Poursuivis pour enlèvement de personnes, assassinat et complicité d’assassinat, Amadou Haya Sanogo et ses coaccusés ont comparu hier à la barre devant la Cour d’Assises de Bamako transportée à Sikasso. Ils auraient, après la tentative avortée du contre-coup d’Etat perpétré par le 33ème régiment des commandos parachutistes de Djicoroni, arrêté et exécuté des éléments qu’ils auraient mis dans des fosses communes à Diago (dans une localité proche de Kati). Ils doivent répondre de ces actes de crimes qui leur sont reprochés.
Ce procès très attendu par les Maliens, en l’occurrence les parents de victimes et le monde entier, promet d’être sulfureux et retentissant pour les observateurs. Les proches des victimes regroupés au sein du Collectif des épouses et parents de Bérets rouges disparus, les organisations nationales et internationales de défense des Droits de l’Homme ont vivement bataillé pour dénoncer le manque de volonté de la justice malienne à juger ces prévenus. Ils s’interrogent mais espèrent que le droit sera enfin dit afin que notre pays sorte de l’impunité qui a toujours concerné certaines affaires de crimes de sang commis à l’échelle nationale.
Le Procureur de la Cour d’Appel de Bamako, dans une intervention radiotélévisée, à la veille du procès, a rassuré ses compatriotes que toutes les conditions sont remplies pour que le procès se tienne dans des conditions normales et de sécurité. La communauté internationale, à travers les différentes chancelleries et les medias internationaux ainsi que les organisations nationales et internationales de défense des Droits de l’Homme suivent attentivement le cours du procès. Ils vont certainement mettre la pression afin que le procès puisse se tenir dans la transparence.
Pour la manifestation de la vérité aux contemporains et à la génération future mais à l’histoire tout court, ce procès de crime de sang devra se tenir pleinement. Il devra surtout permettre d’édifier sur pourquoi et comment ces crimes ont pu se dérouler dans notre pays. Un pays dont les militaires n’étaient pas connus comme pouvant être auteurs de tels crimes. Alors, l’ouverture d’un tel procès n’est-il pas déjà une victoire pour les assoiffés de justice?

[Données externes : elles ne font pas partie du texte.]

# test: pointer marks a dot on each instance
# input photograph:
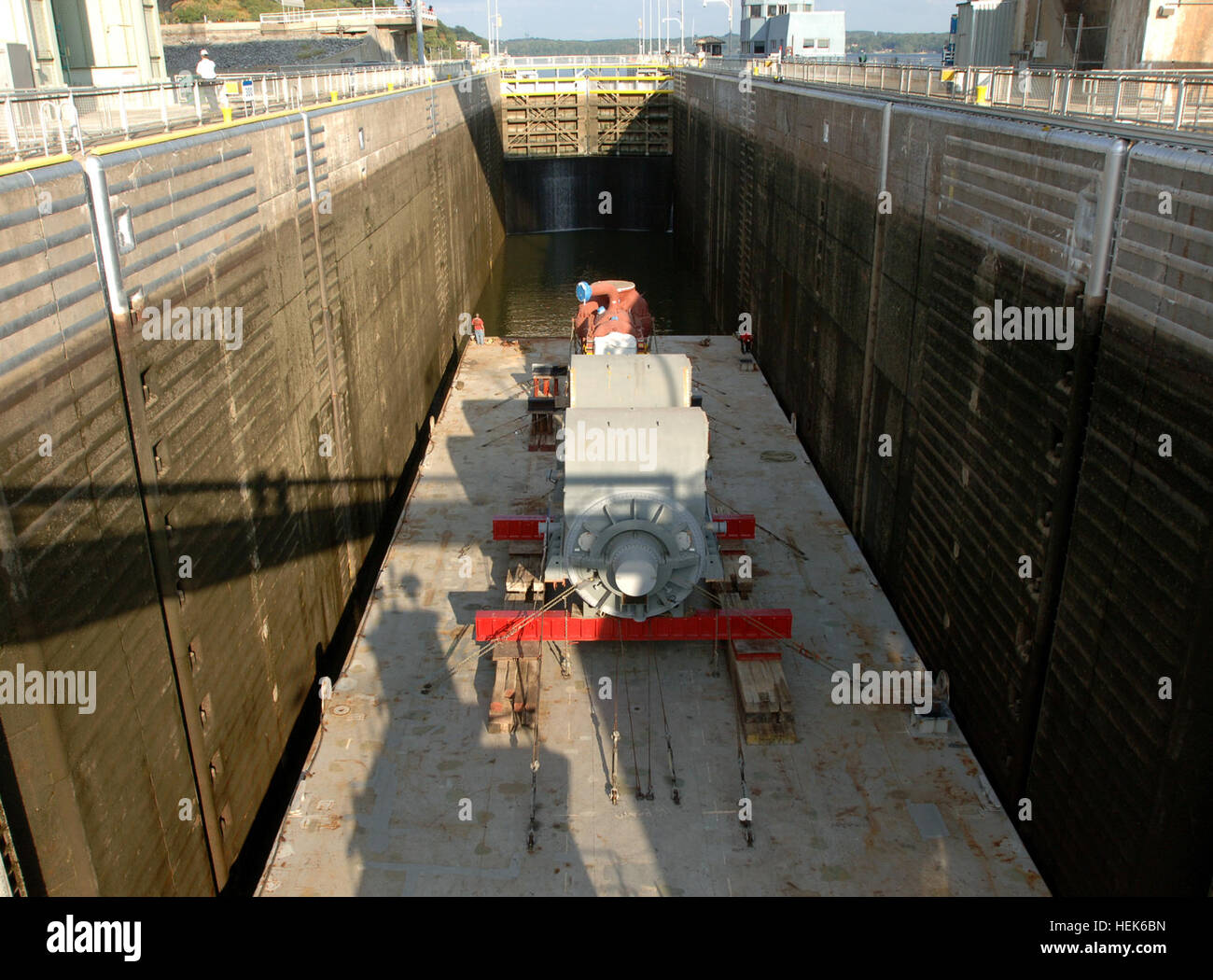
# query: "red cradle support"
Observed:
(712, 623)
(526, 526)
(736, 526)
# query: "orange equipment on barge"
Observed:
(613, 318)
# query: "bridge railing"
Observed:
(1161, 100)
(387, 13)
(43, 122)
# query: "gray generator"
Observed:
(634, 533)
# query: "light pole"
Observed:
(729, 5)
(677, 21)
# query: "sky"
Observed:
(589, 20)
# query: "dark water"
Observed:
(532, 290)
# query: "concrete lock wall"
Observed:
(342, 247)
(956, 461)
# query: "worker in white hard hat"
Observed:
(205, 72)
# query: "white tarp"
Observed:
(615, 343)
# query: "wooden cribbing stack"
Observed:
(764, 701)
(518, 664)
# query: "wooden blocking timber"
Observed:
(763, 697)
(516, 687)
(767, 712)
(524, 575)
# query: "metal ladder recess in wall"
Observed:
(746, 177)
(438, 203)
(11, 882)
(322, 294)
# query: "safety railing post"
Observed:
(63, 136)
(10, 119)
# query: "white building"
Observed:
(793, 31)
(79, 43)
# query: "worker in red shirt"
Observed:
(746, 336)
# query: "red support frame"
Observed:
(526, 526)
(518, 527)
(736, 526)
(558, 626)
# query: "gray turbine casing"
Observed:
(635, 517)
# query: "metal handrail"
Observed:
(1160, 100)
(392, 13)
(47, 121)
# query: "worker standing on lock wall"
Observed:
(205, 71)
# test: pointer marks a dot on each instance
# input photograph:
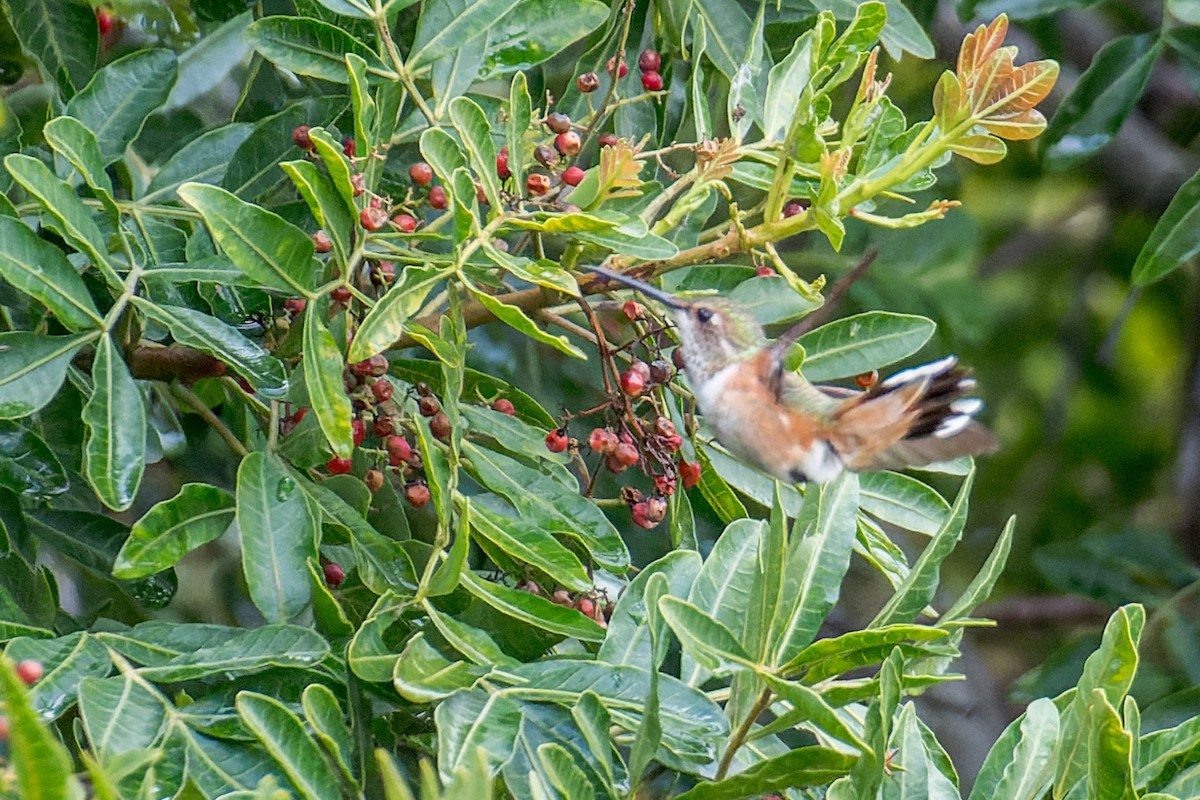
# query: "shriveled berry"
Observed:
(537, 184)
(649, 60)
(439, 426)
(301, 139)
(557, 440)
(573, 175)
(633, 383)
(545, 155)
(689, 474)
(502, 164)
(382, 389)
(334, 572)
(623, 70)
(429, 405)
(399, 450)
(30, 671)
(558, 122)
(652, 80)
(568, 143)
(421, 173)
(339, 465)
(587, 83)
(603, 440)
(372, 218)
(417, 494)
(868, 379)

Certainement, estime Corinne Dufka de Humann Wright White selon qui « Le procès de Sanogo et ses coaccusés représente un progrès manifeste dans la lutte contre l’impunité au Mali. Car trop longtemps, des hommes comme Sanogo ont été considérés come intouchables et au-dessus de l’état de droit … ». Toutefois, débuter un procès ne suffit pas pour que l’on puisse lutter contre l’impunité dans un pays. Il faut aller jusqu’au bout pour que les parents de victimes, à défaut de faire ressusciter leurs proches, comprennent au moins ce qui leur est réellement arrivé et fassent leur deuil.
A la lumière du procès « affaire Bérets rouges », tous les autres crimes, notamment ceux commis pendant la guerre et l’occupation au nord du Mali, devront être jugés pour que notre pays puisse solder sa page de l’impunité. Cela est indubitablement nécessaire pour restaurer la paix dans notre pays et permettre la réconciliation entre ses fils.